Abstract

287 Background: The TAPUR Study is a phase II multi‐basket study that evaluates the anti‐tumor activity of commercially available targeted agents in pts with advanced cancers with genomic alterations known to be drug targets. Results in two cohorts of PC and GBC pts each with CDKN2A loss or mutation were reported at ASCO 2018. The conclusion was that monotherapy with palbocicilib is not associated with clinical activity in these patients. This may be a false conclusion if the genomic targets were absent in these patients. Methods: A total of 158 GI pts (P = 123, GB = 20, Bile Duct = 15) with deep whole exome sequencing (WES) of tumor and blood samples, and whole transcriptomic sequencing (RNA-Seq) (∼200x106 reads per tumor) were available for this analysis from a commercial database. Variant calling was performed through joint probabilistic analysis of tumor and normal DNA reads, with germline status of variants being determined by heterozygous or homozygous alternate allele fraction in the germline sample. Results: 26 somatic variants and 12 germline variants were detected, with one sample overlapping with a germline and a somatic variant (p.A148T and p.A76Rfs∗44).

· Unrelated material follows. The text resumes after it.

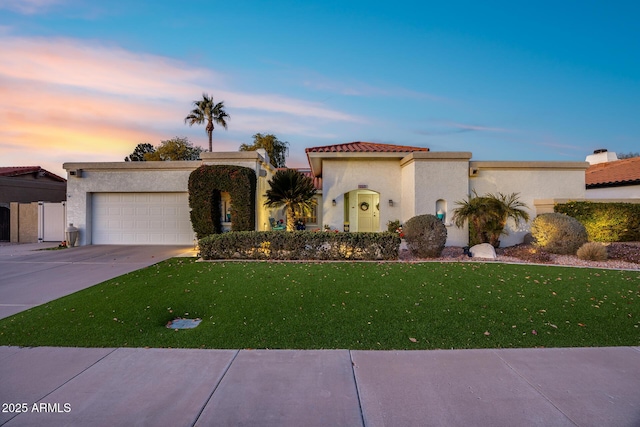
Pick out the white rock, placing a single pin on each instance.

Counting all 11 discrete germline variants as false positives, a total 37 of 158 samples would be positive for CDKN2A mutant status, a rate of 23% (17%-31% CI). However, if the 8 common germline variants are excluded, the call rate is 29/158 = 18% (12%-25% CI). The false positive rate is 4/158 = 14% (4%-31% CI). By RNAseq, true somatic CDKN2A variants had significantly higher TPM counts than germline variants (T-test p = 0.0002). RB expression was not significantly different between the two groups. Conclusions: The failure of palbociclib to show benefit in CDKN2A mutated PC and GBC patients in the 20 patient cohort of the TAPUR study could possibly be explained by patient selection rather than solely drug failure. It is unlikely related to RB loss.